For Tesa Celdran, mounting an exhibition of her late husband Carlos Celdran’s works seven years after his passing was less about closure and more about continuation: of his voice, his work, and the conversations the man sparked.

Simply called Carlos Celdran 1972-2019, the show, ongoing at Archivo 1984 in Karrivin Studios only until April 22, features rare and never-before-seen works of the artist, activist, tour guide, and once controversial Manileño. It includes cartoons, photographs, collages, and sketches– some monumental works that stretch up to eight feet, others as humble and intimate as sketches on pad paper.

Opening day guest Marta Lovina and Kristian Henson flank Carlos' self-portrait. Photo: Boy Cabrido

Rather than constructing a retrospective from scratch, Tesa, Carlos’s partner for many years, returned to what the artist himself had already began. She looked back at the works he’d previously shown with Archivo gallery in 2018, a year before his passing, and moved from there. “He didn’t show everything,” Tesa says. “So I thought, might as well just bring it all out.”

The drawings she found, says Tesa, were overwhelming in range—comics, studies of nature, street scenes, and intricately rendered religious processions that blended seamlessly with images of Banaue Rice Terraces and schools of fish drifting through imagined oceans. 

This decision to “bring it all out” shaped the exhibition’s tone: less curated in the traditional sense, more revelatory. Overall it still presents a thoughtful selection, and a fuller sense of Carlos’s creative life—one that extends beyond framed works on walls.

Manila in Carlos' eye. Photo: Boy Cabrido

For Tesa, Carlos’ body of work was never limited to finished pieces.

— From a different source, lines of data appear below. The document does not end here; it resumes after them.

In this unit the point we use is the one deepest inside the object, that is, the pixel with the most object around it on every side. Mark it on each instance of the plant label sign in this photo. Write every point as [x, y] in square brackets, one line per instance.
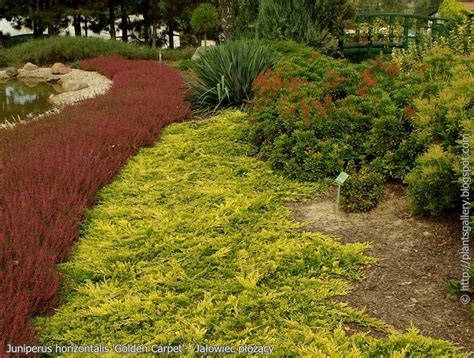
[341, 178]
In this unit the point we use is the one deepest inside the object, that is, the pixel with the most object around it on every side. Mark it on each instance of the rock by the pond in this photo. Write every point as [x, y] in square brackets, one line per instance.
[71, 85]
[30, 67]
[60, 69]
[11, 71]
[200, 51]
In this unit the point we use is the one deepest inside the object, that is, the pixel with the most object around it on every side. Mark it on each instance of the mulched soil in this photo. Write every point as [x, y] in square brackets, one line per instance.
[417, 257]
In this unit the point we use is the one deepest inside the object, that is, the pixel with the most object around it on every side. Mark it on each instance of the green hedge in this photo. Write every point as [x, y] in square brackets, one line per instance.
[312, 115]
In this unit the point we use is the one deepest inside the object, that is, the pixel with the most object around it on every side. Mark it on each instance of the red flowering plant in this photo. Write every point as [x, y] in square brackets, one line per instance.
[312, 116]
[51, 170]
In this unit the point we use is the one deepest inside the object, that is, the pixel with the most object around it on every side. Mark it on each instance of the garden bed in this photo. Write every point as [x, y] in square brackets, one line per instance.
[50, 171]
[192, 244]
[408, 286]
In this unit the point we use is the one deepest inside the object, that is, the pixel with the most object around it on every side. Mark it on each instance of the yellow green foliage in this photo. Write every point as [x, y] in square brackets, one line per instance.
[453, 9]
[192, 244]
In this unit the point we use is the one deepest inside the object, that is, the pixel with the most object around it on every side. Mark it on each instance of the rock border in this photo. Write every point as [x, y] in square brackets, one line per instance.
[96, 84]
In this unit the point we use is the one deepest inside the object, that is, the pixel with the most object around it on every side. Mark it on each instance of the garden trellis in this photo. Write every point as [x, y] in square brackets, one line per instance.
[371, 33]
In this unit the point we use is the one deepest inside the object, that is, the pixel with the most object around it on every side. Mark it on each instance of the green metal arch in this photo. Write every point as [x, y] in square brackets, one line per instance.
[411, 24]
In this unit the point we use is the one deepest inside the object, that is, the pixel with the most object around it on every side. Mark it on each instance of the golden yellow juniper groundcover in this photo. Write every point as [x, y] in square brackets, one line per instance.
[192, 244]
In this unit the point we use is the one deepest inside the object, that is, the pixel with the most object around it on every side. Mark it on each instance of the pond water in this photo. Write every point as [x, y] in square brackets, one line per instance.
[24, 99]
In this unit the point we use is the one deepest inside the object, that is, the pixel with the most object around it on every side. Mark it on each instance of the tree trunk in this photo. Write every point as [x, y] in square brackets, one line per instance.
[77, 25]
[124, 22]
[227, 11]
[171, 34]
[112, 19]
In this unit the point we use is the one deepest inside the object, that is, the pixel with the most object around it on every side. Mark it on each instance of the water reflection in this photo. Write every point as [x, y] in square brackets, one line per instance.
[24, 99]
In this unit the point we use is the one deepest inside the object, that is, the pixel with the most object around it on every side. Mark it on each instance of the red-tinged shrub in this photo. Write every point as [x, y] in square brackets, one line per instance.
[51, 170]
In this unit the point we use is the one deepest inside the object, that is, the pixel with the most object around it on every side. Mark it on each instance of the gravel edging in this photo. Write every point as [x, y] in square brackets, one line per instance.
[97, 84]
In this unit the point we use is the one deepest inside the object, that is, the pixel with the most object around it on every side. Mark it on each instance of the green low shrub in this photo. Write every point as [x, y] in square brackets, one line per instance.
[433, 186]
[183, 65]
[225, 73]
[362, 191]
[311, 115]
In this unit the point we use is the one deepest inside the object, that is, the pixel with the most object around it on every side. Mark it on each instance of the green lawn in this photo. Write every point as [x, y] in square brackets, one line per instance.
[192, 244]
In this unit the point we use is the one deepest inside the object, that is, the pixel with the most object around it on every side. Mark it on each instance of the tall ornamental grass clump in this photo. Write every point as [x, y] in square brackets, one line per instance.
[51, 170]
[225, 74]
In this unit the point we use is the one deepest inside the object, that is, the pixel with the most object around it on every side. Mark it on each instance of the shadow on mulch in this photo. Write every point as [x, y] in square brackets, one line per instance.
[417, 258]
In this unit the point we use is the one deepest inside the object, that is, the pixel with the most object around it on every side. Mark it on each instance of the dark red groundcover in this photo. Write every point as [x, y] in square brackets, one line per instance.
[51, 170]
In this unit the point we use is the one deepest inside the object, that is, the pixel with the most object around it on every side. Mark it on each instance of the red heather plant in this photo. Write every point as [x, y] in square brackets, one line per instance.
[51, 170]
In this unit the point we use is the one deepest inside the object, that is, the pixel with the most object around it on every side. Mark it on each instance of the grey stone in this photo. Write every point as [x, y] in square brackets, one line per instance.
[60, 69]
[200, 51]
[71, 85]
[30, 67]
[11, 71]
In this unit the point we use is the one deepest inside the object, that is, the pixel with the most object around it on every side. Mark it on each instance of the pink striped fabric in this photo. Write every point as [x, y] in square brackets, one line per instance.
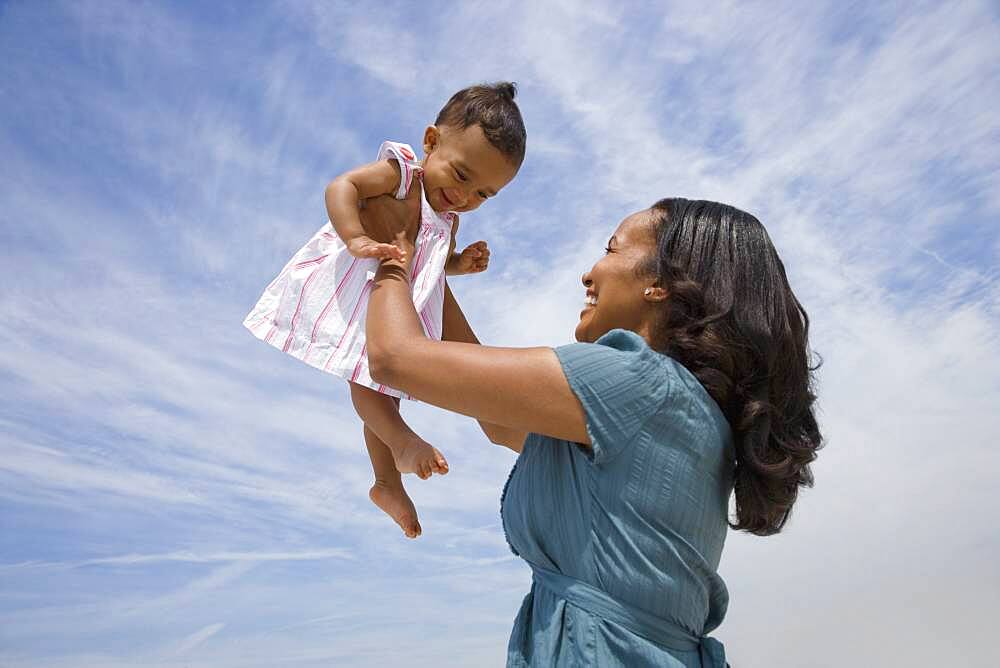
[315, 309]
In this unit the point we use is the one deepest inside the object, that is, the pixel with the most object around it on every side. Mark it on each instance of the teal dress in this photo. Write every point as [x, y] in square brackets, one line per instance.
[623, 538]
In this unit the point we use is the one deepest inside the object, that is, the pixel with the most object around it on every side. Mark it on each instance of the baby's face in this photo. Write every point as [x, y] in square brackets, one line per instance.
[462, 169]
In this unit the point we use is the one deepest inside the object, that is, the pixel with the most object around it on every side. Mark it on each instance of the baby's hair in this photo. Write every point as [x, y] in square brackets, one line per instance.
[492, 107]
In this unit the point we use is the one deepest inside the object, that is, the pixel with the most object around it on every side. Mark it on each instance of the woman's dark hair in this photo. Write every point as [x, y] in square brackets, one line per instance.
[492, 107]
[732, 320]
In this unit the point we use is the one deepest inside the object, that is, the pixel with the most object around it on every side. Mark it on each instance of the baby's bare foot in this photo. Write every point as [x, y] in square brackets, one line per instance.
[420, 457]
[396, 503]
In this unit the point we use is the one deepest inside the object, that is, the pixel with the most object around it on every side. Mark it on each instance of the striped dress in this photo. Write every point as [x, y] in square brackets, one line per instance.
[315, 308]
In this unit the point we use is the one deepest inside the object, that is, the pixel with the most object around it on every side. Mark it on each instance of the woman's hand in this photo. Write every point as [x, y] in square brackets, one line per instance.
[392, 221]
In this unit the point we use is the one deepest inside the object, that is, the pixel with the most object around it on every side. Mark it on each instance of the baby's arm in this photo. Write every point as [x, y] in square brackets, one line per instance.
[343, 196]
[474, 259]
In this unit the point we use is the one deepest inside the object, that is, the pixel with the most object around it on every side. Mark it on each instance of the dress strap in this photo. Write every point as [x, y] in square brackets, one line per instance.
[409, 166]
[644, 624]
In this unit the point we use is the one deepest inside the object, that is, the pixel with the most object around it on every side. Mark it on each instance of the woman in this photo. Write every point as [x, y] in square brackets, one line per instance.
[691, 380]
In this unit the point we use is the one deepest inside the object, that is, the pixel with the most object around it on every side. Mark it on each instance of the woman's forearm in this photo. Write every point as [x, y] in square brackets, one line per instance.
[455, 327]
[397, 323]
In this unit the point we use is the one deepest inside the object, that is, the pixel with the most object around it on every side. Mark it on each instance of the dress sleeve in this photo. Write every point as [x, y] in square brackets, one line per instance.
[620, 382]
[408, 164]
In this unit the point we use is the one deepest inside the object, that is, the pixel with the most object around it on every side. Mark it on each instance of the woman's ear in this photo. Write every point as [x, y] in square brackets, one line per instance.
[431, 138]
[654, 293]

It lived in diaries, in constant doodling, in the habit of drawing even in the middle of conversation. “I never saw him not writing something down or drawing something,” she recalls. Seven years after his death, she still finds doodles by Carlos sandwiched in books he read.

She found rows upon rows of caricatures he left behind—doodles of all kinds of people paired with sharp, often humorous captions: “He’s a secret fan of Kris Aquino”, one would say, or “Her deodorant failed.” These are set alongside more serious observations: “He thinks passion is something to be controlled” or “She isn’t safe in her own home.”

“If you look at his personalisms there are always comments on society,” Tesa shares. “That is, I think, one of his legacies…he always had something to say.”

A collection of photographs depicting Manila's landmarks in the 70s-80s with captions by Carlos. Photo: Boy Cabrido.

On one side of the gallery hang 27 framed vintage postcards of a bygone Manila, likely from the 1970s and 80s, each paired with its own wry caption that comments on the price of “progress.” A postcard of the Chinese Garden in Luneta says “No McDonald’s plastic cups floating on the pond.”  A photo of the Oblation Plaza in UP says “No reflecting pool.” A postcard of Intramuros with the City Hall clock tower on the  background says “No SM City Manila.”

Tesa jokes that Carlos sometimes had too much to say, but she emphasizes they were “always about wanting to make things better than what they were.”

Some photographs show the wear and tear of time but the images still hold power. One is of artist Santi Bose sitting in his studio hunched over something he was working on. Another is a Carlos self-portrait where he is shown wearing a Halloween costume paired with a mischievous grin.

“The photographs were difficult to part with because he doesn't do photographs,” Tesa confesses. Even more difficult to let go of were the collages that she and Carlos worked on together.